Core multipoles and polarization effects affect the term values and spectroscopy of Rydberg states, and, conversely, Rydberg state spectroscopy provides a window into the nature of ground electronic state charge distributions, and into polarization due to configuration interaction. As experimental resolution continues to increase through the introduction of techniques like chirped mm-wave techniques for Rydberg systems, more details about the core electronic structure as a function of Rydberg state quantum numbers (n,\ell) and internuclear separation, R, will become available. Existing modeling of the CaF Rydberg spectrum, although extensive, is not ready for the challenge of higher resolution measurements. Even for the existing data, MQDT calculations (based on a two center effective potential with limited atomic polarization) show reasonable agreement at equilibrium R, but deviates from the phenomenological QDT fit with R.
We have performed a series of all-electron calculations for CaF+ itself, and for CaF+ with a test negative charge fixed at distances and angular positions around the core with a range of R, with a goal of improving our understanding of the nature and magnitude of polarization effects for polar diatomics like CaF. In analyzing these results, we have considered core moments through the octupole, and polarizabilities and hyperpolarizabilities defined in perturbation theory to 4th order that contribute to the e--core energy in first and second order. Polarization contributes to ab-initio energies with characteristic (r, ) dependence that allows the contributions to be identified by type and as a function of R. Terms describing asymmetric polarization like dipole-dipole and dipole-octopole are found to contribute more strongly than symmetric terms like quadrupole-quadrupole.

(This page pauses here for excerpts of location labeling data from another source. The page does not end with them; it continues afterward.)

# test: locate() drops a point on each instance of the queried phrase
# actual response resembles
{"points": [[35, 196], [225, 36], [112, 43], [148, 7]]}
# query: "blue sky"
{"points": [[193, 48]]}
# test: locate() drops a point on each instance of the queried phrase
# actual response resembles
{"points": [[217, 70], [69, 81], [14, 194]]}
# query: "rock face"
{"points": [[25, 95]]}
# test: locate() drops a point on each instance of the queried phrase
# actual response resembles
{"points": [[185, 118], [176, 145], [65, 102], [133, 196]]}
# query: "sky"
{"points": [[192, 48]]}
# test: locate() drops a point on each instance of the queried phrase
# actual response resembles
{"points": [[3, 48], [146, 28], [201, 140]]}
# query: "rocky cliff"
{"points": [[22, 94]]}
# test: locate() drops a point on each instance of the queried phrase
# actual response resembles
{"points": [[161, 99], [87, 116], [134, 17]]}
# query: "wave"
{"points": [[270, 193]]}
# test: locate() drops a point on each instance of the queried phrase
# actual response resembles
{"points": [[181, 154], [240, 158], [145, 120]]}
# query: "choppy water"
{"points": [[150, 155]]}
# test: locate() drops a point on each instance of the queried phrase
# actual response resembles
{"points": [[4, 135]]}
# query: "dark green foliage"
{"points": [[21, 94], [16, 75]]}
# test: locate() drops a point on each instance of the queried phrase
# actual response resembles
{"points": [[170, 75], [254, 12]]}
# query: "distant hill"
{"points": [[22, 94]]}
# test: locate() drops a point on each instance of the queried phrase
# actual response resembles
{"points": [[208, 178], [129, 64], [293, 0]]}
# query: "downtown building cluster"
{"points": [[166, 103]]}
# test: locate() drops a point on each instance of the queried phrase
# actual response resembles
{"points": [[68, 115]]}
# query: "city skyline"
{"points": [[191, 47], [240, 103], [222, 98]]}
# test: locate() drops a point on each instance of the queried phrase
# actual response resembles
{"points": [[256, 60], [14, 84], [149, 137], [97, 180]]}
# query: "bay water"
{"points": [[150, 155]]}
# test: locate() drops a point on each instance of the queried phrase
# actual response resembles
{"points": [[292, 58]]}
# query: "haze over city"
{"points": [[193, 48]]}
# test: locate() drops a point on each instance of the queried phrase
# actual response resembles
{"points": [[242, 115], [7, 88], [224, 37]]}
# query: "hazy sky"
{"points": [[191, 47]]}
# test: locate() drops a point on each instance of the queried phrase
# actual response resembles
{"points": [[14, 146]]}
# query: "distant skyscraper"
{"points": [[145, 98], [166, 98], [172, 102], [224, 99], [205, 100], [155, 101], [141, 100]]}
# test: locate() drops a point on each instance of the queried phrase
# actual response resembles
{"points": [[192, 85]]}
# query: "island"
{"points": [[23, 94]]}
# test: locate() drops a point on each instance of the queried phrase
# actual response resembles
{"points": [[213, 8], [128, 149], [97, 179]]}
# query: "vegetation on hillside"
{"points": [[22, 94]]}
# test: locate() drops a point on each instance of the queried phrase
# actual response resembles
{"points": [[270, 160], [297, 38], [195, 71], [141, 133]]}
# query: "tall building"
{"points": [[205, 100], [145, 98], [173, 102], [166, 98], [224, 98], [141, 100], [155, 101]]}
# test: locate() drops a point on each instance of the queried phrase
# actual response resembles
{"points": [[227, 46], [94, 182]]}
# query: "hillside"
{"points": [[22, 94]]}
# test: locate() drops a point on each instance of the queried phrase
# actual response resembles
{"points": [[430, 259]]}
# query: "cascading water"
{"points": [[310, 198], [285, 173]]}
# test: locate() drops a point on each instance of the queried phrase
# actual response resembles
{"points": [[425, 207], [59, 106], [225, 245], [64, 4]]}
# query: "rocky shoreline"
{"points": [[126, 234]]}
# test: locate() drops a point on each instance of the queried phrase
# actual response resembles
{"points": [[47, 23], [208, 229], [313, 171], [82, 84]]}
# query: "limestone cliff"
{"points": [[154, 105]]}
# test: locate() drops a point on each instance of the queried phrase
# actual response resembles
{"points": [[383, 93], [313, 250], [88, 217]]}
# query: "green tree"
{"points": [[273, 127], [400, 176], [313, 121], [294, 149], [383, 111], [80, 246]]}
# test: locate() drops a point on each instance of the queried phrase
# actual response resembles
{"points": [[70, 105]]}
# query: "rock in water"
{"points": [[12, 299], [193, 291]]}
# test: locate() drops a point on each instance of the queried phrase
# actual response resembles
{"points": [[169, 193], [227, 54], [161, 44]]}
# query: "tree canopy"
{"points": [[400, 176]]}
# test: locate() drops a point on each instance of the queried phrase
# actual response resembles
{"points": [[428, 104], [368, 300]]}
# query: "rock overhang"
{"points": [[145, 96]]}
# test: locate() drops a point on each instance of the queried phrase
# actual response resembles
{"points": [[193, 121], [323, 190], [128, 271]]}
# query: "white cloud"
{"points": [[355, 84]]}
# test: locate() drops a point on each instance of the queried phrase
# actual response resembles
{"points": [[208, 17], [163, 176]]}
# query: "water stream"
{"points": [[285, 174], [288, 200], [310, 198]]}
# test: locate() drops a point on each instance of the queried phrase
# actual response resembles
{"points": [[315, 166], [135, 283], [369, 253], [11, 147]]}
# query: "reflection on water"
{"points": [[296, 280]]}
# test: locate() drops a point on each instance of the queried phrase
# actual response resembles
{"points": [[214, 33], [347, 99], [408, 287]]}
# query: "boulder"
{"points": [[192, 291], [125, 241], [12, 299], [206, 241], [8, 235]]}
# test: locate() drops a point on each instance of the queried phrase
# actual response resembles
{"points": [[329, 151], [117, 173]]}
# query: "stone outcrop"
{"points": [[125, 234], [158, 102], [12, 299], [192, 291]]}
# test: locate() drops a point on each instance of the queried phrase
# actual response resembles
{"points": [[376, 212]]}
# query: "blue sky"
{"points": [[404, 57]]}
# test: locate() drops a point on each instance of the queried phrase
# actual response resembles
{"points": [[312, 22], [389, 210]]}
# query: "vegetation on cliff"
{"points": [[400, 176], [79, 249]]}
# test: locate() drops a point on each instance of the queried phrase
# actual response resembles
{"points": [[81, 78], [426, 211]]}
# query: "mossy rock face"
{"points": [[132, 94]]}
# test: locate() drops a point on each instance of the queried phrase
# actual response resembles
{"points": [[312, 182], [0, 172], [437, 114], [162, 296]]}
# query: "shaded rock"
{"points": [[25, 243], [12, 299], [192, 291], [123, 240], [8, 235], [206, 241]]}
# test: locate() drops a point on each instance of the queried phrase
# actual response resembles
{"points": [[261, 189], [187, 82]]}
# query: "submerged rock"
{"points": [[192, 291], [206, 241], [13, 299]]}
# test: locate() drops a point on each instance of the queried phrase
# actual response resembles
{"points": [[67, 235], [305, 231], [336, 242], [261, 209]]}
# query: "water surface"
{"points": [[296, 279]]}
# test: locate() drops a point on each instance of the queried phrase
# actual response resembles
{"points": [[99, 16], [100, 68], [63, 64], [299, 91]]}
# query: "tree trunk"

The fields present in the e --core interaction are so high that the F- anion polarizability is approaching saturation at R=Req=3.54 a0, while the Ca+2 polarizability is still independent of R.
We will describe the energy expression in the simple effective potential, describe the more complete form including multipolar and polarization terms in Cartesian and spherical coordinates, present two methods for determining polarizabilities, and compare these ab-initio results with the limited experimental information currently available.